MEMPHIS, Tenn. — In a matter of roughly one year, 17-year-old Oshay Sims went from honor student and band member to murder suspect, then later set free.
“Once I explained to the prosecutor, we sat down with her and we went over everything,” Sims’ Attorney Kamilah Turner said. “She too was quite shocked that this is what the evidence looked like, and so that’s how he ended up getting out of jail without having to make a bond.”
Turner said it was a rare decision on a serious charge.
She took the case for free after an outcry from Sims’ teachers and others. Sims had confessed to killing 26-year-old Antaeus Colbert near an AutoZone parking lot near Airways and Lamar in June 2018.
“You have to have corroborating evidence or other evidence, other than a statement to convict somebody,” Turner said.
Police connected the victim and suspect through cell phone records, but witnesses and Sims’ own confession said someone else used his phone.
There was not a murder weapon, and police obtained surveillance video from the wrong day. Court records show another person at the scene never identified Sims as the shooter, and friends put him elsewhere.
“So he just started making things up, and that’s what the confession looked like to me,” Turner said. “It looked like somebody who was making things up and trying to fit into whatever they wanted him to say.”
Memphis police interrogated Sims for roughly eight hours, part of that time without his mother present, and it wasn’t recorded. Documents show the officer advised Sims of his rights multiple times, Turner believes the confession was false and forced.
“I knew the officers that were involved in the case, I saw the names and quite frankly, I knew that some of them had reputations for doing things that are not always above board,” Turner said.
The WREG Investigators requested the officers’ personnel files. That’s when we noticed names of officers who’d recently been in trouble.
Sergeant Sheila Green was the lead homicide detective on Sims’ case. Her partner Lieutenant Eric Kelly assisted in the investigation.
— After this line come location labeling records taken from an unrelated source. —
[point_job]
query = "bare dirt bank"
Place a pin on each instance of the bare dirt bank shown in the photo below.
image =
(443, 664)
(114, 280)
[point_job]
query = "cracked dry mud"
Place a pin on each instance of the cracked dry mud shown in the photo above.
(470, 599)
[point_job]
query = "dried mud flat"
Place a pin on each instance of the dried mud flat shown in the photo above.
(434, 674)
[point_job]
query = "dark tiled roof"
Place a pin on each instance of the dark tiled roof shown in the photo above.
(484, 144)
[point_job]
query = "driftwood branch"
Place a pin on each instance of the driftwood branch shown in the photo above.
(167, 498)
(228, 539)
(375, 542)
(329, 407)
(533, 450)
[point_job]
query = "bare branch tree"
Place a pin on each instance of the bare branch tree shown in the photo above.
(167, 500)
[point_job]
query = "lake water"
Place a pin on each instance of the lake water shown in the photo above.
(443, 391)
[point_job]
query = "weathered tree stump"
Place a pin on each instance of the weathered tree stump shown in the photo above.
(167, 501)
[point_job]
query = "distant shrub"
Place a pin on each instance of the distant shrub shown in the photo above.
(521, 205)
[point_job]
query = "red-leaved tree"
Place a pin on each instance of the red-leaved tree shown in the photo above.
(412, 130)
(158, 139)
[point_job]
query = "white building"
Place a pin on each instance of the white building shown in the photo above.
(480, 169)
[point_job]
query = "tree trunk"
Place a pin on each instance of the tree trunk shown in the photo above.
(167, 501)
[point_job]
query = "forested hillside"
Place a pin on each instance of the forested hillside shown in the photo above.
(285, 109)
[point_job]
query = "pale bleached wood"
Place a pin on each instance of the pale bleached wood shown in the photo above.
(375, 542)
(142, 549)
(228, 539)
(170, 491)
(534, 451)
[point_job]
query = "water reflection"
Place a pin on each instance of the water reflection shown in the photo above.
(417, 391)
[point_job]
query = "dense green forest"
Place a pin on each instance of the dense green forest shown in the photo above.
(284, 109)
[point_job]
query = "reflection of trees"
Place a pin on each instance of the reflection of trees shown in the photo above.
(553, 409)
If those names sound familiar, it’s because WREG has mentioned them recently.
Turner said that raises questions.
Kelly is on a list of more than a dozen law enforcement officers being investigated by the DA’s office for misconduct. He and Green traveled to Montgomery, Alabama, to interview a murder suspect.
A woman named Bridgett Stafford rode shotgun on that taxpayer-funded trip. Stafford was a suspect in a unrelated murder case.
Racy texts reveal Kelly had a sexual relationship with Stafford. Records reveal he gave her money, bought her weed and encouraged her to work as a stripper.
Stafford told police she had marijuana Kelly purchased in the car during the trip, and smoked with Green’s wife before leaving. Kelly retired amid an investigation, and Green was suspended for two days.
Turner said she’d heard about Kelly but wasn’t aware of Green’s involvement.
WREG dug deeper into Green’s file and found dozens of other violations, including two for excessive force. One involved an incident where she reportedly beat up a man after having to chase him. It was appealed through Civil Service and dropped.
The other involved an arrest where Green pepper-sprayed a woman, then allegedly hit her during transport. Green’s statements and jail logs showed conflicting times. Police said the woman could have sustained injuries otherwise but called Green “deceitful” in her “portrayal of the facts” and said her actions did “not justify the use of chemical agent.”
“And so, if we’ve found out about this one thing, and we’ve heard about these other things, how much more is there that we don’t know?” Turner said.
MPD wouldn’t go on camera, but a spokesperson pointed to court records to reiterate their officers following the rules in Sims’ case. Yet questions still remain.
Nearly two months after Sims was released, he died in a car accident traveling to a family funeral. His attorneys were working to have the charges dismissed.
Sims’ story was a partial catalyst behind two juvenile criminal justice reform bills introduced in the Tennessee General Assembly this year. One would require videotaping all interrogations of minors. The other requires a parent or guardian be present during interrogations.
Both bills are up for a House subcommittee vote March 11.